Parallel ping problems python puzzler

A

amaccormack

I wrote a quick script to check the "up-ness" of a list of machines,
and timeout after 1 second. However, with a lot of timeouts, the
script takes a logn time, so I thought to parallelise it. However, as
soon as I do, the pings that do not get a response never return, so
their threads block forever and the program hangs. Environment is:
Python 2.3.3 (#1, Jan 5 2005, 15:24:27) [GCC 3.3.3 (SuSE Linux)] on
linux2 (running on SLES9)


pinglist=[]
class testit(Thread):
def __init__ (self,ip):
Thread.__init__(self)
self.ip = ip
self.status = -1
def run(self):
# -w 1 option to ping makes it timeout after 1 second
pingcmd="/bin/ping -c 2 -q -i 0.3 -w 1 %s >/dev/null" % ip
self.status = os.system(pingcmd)

def serping(ip):
pingcmd="/bin/ping -c 2 -q -i 0.3 -w 1 %s >/dev/null" % ip
os.system(pingcmd)

for machname in machlist:
#serping(machname) # this works in serial, and works
current = testit(machname) # this works in parallel, and
doesn't work
pinglist.append(current)
current.start()

# Wait for all pings to pong
for pingle in pinglist:
pingle.join()


Anyone got an idea what's going on? Is it the way that the ping
timeout works in SuSE is not thread-safe?
 
M

Miki

Hello,
def run(self):
# -w 1 option to ping makes it timeout after 1 second
pingcmd="/bin/ping -c 2 -q -i 0.3 -w 1 %s >/dev/null" % ip
Not sure, but "ip" should be "self.ip", this might cause the problem.


HTH,
 
A

amaccormack

Hello,


Not sure, but "ip" should be "self.ip", this might cause theproblem.

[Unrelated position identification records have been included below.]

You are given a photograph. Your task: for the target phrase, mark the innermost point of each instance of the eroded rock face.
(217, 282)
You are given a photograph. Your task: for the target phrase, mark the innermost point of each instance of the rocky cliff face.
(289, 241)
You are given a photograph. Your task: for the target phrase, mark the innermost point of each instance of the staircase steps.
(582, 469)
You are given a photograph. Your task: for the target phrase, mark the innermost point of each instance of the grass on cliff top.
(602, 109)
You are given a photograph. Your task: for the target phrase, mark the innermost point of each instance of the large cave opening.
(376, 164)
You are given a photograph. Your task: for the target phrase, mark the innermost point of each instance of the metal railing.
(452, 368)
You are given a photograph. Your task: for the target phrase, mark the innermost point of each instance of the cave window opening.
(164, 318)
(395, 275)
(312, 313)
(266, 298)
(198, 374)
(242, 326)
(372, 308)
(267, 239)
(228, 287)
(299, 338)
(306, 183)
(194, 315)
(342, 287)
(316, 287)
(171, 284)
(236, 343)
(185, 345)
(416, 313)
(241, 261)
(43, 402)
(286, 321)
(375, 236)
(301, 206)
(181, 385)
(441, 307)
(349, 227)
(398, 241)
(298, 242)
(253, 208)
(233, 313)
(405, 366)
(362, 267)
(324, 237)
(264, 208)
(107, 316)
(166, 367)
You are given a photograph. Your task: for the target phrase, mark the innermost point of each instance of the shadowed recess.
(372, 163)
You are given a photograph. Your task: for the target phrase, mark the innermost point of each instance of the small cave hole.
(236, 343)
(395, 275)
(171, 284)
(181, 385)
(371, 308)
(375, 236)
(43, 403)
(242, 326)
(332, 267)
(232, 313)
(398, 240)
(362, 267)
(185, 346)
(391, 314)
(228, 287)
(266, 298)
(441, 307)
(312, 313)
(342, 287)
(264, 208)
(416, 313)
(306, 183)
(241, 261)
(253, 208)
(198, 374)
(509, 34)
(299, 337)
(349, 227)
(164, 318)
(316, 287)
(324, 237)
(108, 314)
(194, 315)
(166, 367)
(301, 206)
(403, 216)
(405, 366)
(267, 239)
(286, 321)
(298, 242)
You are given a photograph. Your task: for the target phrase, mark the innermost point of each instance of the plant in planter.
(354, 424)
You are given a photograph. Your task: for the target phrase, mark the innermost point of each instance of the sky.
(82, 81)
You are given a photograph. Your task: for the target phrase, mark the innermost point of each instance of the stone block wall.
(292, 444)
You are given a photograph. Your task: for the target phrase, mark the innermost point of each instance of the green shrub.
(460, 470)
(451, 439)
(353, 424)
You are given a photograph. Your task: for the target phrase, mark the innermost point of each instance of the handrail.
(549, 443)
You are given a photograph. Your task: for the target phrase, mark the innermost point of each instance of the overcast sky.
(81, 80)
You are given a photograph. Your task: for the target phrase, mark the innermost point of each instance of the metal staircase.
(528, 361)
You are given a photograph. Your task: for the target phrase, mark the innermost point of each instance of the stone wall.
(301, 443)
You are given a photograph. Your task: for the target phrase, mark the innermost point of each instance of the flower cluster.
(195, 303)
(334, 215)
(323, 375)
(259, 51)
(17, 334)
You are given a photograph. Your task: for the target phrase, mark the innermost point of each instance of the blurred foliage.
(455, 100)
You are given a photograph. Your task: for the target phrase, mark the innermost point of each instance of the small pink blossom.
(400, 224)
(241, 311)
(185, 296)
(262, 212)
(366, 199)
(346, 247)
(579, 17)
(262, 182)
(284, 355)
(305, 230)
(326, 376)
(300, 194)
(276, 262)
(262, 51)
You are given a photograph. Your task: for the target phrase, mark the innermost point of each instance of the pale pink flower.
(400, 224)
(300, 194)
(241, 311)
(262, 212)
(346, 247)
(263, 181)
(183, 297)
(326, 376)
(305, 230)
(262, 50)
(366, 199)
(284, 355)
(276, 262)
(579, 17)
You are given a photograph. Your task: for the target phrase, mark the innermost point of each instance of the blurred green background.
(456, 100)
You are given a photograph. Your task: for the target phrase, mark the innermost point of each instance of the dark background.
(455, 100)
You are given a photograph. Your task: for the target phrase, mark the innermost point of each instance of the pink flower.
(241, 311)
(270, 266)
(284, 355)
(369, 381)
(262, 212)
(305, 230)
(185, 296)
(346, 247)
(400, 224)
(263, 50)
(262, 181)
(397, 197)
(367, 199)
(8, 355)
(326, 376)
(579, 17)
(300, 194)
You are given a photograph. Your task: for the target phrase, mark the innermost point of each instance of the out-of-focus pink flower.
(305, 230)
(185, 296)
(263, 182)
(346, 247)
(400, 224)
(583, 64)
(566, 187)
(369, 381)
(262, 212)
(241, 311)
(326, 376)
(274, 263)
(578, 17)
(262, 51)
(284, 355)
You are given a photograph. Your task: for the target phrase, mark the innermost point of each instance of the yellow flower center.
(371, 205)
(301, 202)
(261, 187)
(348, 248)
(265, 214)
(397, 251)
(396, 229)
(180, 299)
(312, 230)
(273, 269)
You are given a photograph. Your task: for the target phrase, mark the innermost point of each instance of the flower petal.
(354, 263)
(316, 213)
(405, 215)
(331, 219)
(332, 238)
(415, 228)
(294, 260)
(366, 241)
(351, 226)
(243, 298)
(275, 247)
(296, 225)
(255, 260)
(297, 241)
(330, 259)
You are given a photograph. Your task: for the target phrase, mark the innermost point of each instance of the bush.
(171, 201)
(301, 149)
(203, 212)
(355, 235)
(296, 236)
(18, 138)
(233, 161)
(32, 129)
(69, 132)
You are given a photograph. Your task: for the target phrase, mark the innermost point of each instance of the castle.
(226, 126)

Sorry, that was my bad cutting-and-pasting to make a shorter example,
it IS self.ip in the real code. The REAL code works fine parallel or
serial as long as everything responds to the ping, but as soon as any
devices do not respond, it hangs in the threaded version.
 
M

Matimus

I wouldn't use threads for system calls. Checkout the subprocess
module instead. You can run multiple pipes at the same time
(subprocess.Popen). The python documentation for subprocess is pretty
good. There are a few examples. Actually, you don't even _need_ the
subprocess module, you can use os.popen for similar functionality.